Cruise, one of the self-driving taxi operators, blamed congestion on mobile networks for many of the issues experienced which is interesting. Have they not considered the impact of running up to 500 vehicles on the mobile network?
After just one week, a large proportion of the self-driving taxi fleet was grounded by the Californian Department of Motor Vehicles which allowed just 50 vehicles during the day and 150 at night. This decision was taken in response to an autonomous taxi crashing into an emergency vehicle and injuring one passenger. The same day, another self-driving taxi crashed into another vehicle in the city.
We’re written quite extensively about autonomous vehicles on interconnected and the challenges that autonomy poses not only from a technology perspective, but also from a safety and legal perspective.

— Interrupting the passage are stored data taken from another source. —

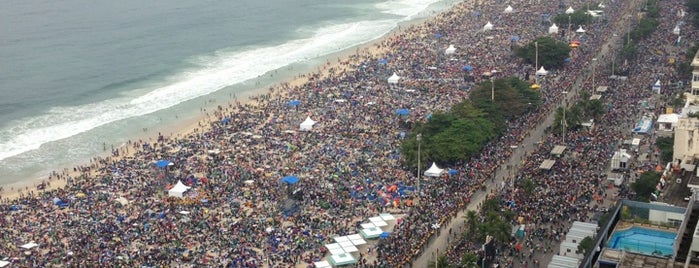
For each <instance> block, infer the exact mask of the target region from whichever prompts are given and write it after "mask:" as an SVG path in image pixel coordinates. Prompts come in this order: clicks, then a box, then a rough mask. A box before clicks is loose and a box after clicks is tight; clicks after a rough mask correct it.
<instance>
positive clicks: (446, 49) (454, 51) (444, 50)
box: [444, 45, 456, 55]
mask: <svg viewBox="0 0 699 268" xmlns="http://www.w3.org/2000/svg"><path fill="white" fill-rule="evenodd" d="M454 52H456V48H455V47H454V45H449V47H448V48H447V49H446V50H444V54H447V55H451V54H454Z"/></svg>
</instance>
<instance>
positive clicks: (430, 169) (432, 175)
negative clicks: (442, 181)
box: [424, 162, 444, 177]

It is rather unfortunate that the proponents for this technology and regulators have moved forward with allowing autonomous vehicles access on city streets without addressing the safety and legal issues first. I suspect that the first lawsuit against an autonomous vehicle company will be a landmark precedent in the U.S.

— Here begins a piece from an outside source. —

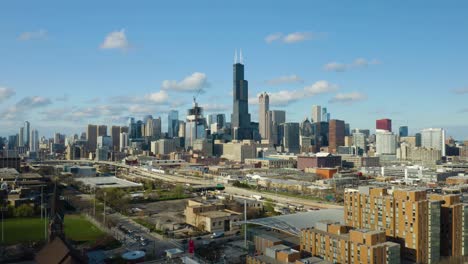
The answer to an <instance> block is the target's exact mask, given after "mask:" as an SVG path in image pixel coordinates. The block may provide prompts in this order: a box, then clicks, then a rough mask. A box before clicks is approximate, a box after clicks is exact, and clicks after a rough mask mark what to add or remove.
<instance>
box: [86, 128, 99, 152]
mask: <svg viewBox="0 0 468 264" xmlns="http://www.w3.org/2000/svg"><path fill="white" fill-rule="evenodd" d="M97 137H98V127H97V126H96V125H88V129H87V131H86V140H87V141H88V150H89V151H91V152H94V151H96V147H97Z"/></svg>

I think we’re a long way away from ever letting driverless trucks on the road unless we really want some Final Destination scenes on our streets.

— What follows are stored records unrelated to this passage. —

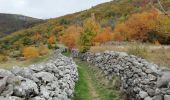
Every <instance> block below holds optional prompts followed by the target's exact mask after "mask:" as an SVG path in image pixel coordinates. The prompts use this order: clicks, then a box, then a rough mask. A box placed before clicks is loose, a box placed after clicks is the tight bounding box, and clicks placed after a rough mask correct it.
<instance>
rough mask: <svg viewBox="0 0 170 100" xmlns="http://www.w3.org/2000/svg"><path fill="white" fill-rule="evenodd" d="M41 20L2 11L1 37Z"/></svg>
mask: <svg viewBox="0 0 170 100" xmlns="http://www.w3.org/2000/svg"><path fill="white" fill-rule="evenodd" d="M41 21H42V20H41V19H37V18H32V17H27V16H22V15H16V14H4V13H0V37H2V36H4V35H7V34H10V33H12V32H14V31H17V30H20V29H22V28H28V27H31V26H33V25H35V24H36V23H39V22H41Z"/></svg>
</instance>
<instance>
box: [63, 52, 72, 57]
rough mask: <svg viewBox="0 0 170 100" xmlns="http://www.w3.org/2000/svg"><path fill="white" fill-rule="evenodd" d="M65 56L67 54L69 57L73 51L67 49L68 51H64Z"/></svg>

Siemens Energy massive losses from wind turbine business
Siemens announced an expected loss of 4.5 billion euros primarily driven due to significant issues in the wind turbine business. Part of these losses (around 1.6 billion) stem from cumulated rotor repairs on their onshore turbines, while an additional 600 million are estimated from materials costs increases. These losses have been significant enough to trigger a “review the strategy in the wind business as a whole, which has been producing negative surprises and losses for years.” (Source in German).